Comparecimento a oficinas caracteriza antecipação de pena
Por
unanimidade, a 2ª Câmara Criminal concedeu parcialmente a ordem do
recurso de Habeas Corpus impetrado pela Defensoria Pública em favor de
F.F., sob a alegação de estar sofrendo constrangimento ilegal por parte
do Juiz de Direito da 2ª Vara de Violência Doméstica e Familiar Contra a
Mulher de Campo Grande.
Aufere-se
dos autos que o paciente está respondendo uma ação penal em razão de
ter supostamente ameaçado e agredido sua ex-esposa. Diante disso, a
autoridade coatora deferiu duas medidas protetivas de urgência. O
paciente deverá manter distância mínima de 300 metros
da vitima, familiares e testemunhas, além de comparecer a dez oficinas
de reflexão ministradas pela Coordenadoria Estadual de Defesa da Mulher.
Em
seu voto, o relator do processo, Des. Romero Osme Dias Lopes, explica
que é cabível a medida protetiva de não aproximação da vitima,
preservando a integridade física da mulher e evitando um mal maior.

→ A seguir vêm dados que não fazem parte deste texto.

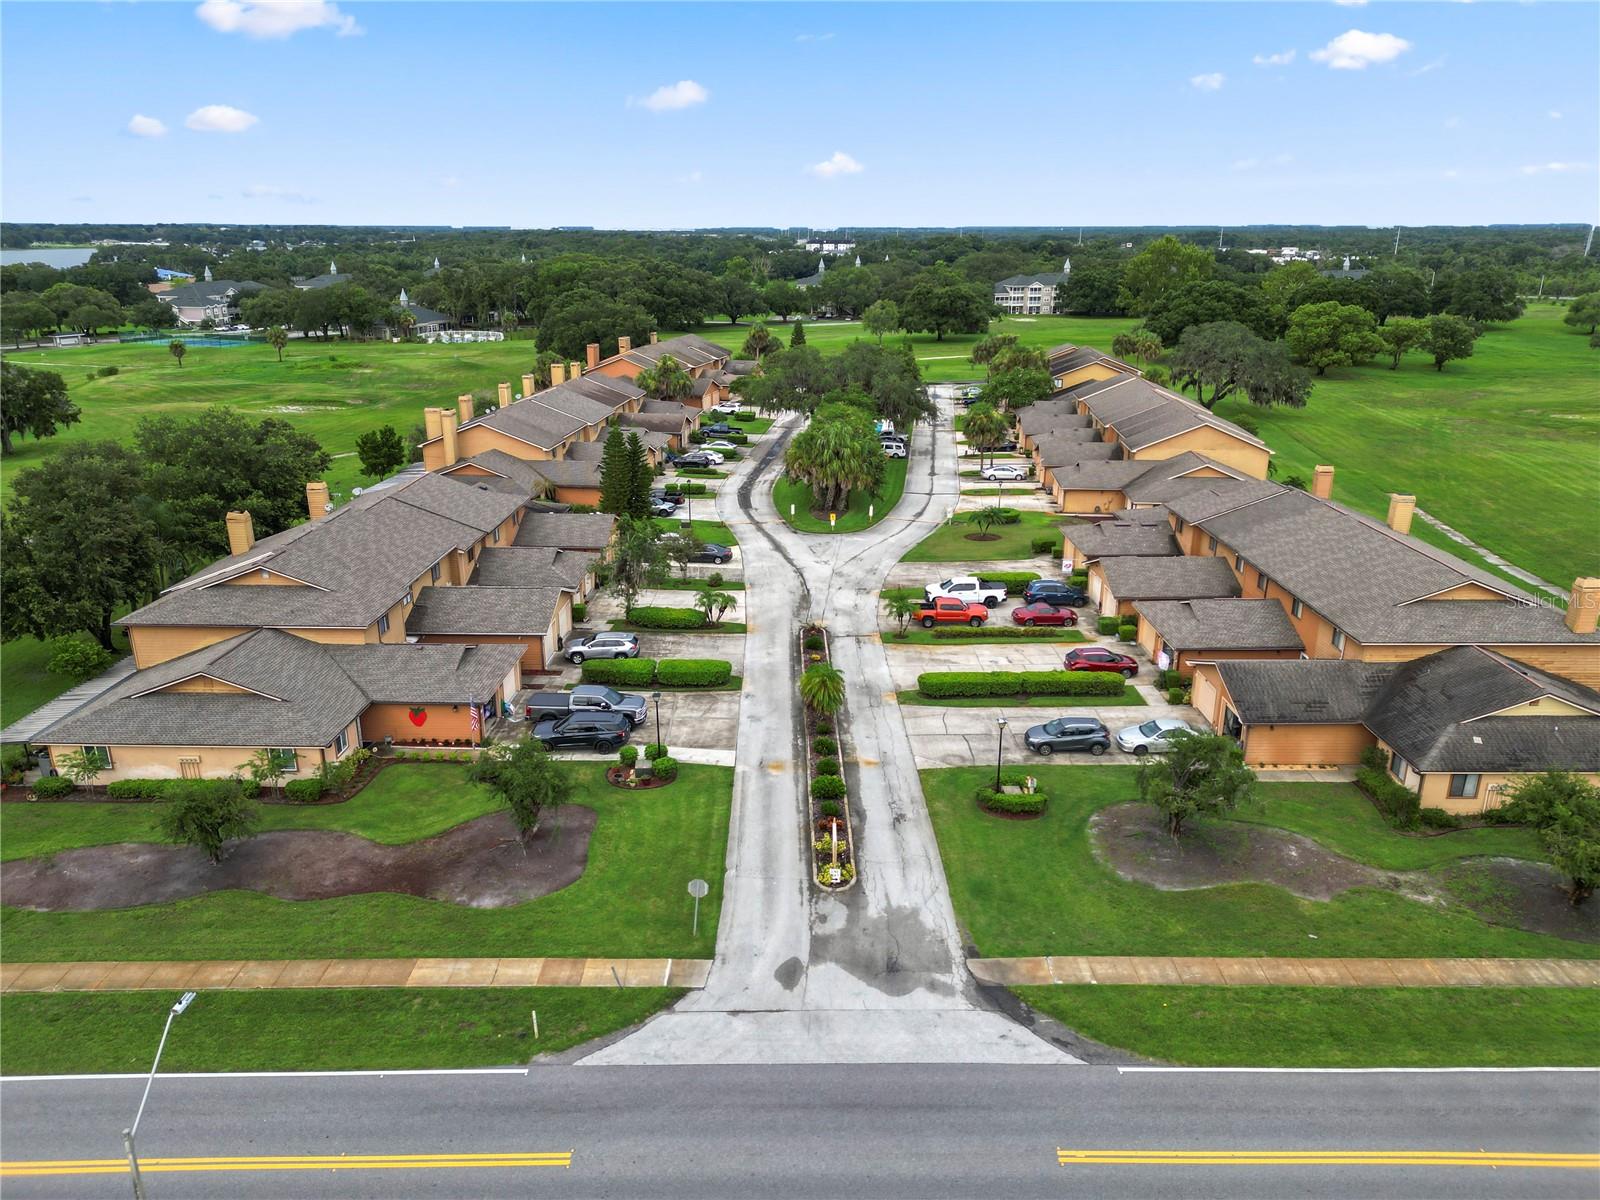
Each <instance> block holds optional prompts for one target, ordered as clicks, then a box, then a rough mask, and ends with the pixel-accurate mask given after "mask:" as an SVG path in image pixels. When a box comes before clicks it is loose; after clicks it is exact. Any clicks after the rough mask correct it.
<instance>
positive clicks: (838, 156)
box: [806, 150, 867, 179]
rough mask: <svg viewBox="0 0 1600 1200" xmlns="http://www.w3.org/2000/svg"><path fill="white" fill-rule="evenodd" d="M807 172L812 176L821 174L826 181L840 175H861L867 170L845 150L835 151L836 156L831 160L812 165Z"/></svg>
mask: <svg viewBox="0 0 1600 1200" xmlns="http://www.w3.org/2000/svg"><path fill="white" fill-rule="evenodd" d="M806 170H808V171H810V173H811V174H819V176H822V178H824V179H832V178H834V176H838V174H861V173H862V171H864V170H867V168H866V166H862V165H861V163H858V162H856V160H854V158H851V157H850V155H848V154H845V152H843V150H834V155H832V157H830V158H824V160H822V162H819V163H811V165H810V166H808V168H806Z"/></svg>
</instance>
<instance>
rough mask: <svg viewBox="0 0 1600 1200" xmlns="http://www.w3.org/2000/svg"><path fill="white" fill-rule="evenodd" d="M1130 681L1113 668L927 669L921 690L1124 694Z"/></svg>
mask: <svg viewBox="0 0 1600 1200" xmlns="http://www.w3.org/2000/svg"><path fill="white" fill-rule="evenodd" d="M1125 688H1126V683H1125V682H1123V678H1122V675H1114V674H1112V672H1109V670H925V672H923V674H922V675H918V677H917V691H918V693H920V694H923V696H926V698H928V699H954V698H968V696H1122V693H1123V690H1125Z"/></svg>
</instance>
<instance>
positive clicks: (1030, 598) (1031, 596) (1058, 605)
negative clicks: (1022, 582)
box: [1022, 579, 1090, 608]
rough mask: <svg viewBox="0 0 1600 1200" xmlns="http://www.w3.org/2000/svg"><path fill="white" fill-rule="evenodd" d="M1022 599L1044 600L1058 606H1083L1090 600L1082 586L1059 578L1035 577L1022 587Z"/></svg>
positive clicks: (1078, 606)
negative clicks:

Porém, a medida que determina a participação do paciente em dez oficinas
de reflexão, para o relator, não tem nenhum cunho protetivo, criando um
constrangimento ilegal ao paciente.
De
acordo com o desembargador, a participação do réu em oficinas tem
caráter de antecipação de pena, o que, segundo ele, é inadmissível,
visto que não há sentença penal condenatória. A determinação antecipada
de tal medida fere os princípios constitucionais do processo legal e o
de presunção de inocência previstos no artigo 5º, LVII, da Constituição
Federal.
“Ratifico
a liminar e concedo parcialmente a presente ordem de habeas copus a fim
de extinguir em caráter definitivo a medida protetiva de urgência
consistente na obrigatoriedade de participação nas 10 (dez) oficinas de
reflexão, imposta ao paciente. É como voto”, concluiu o relator.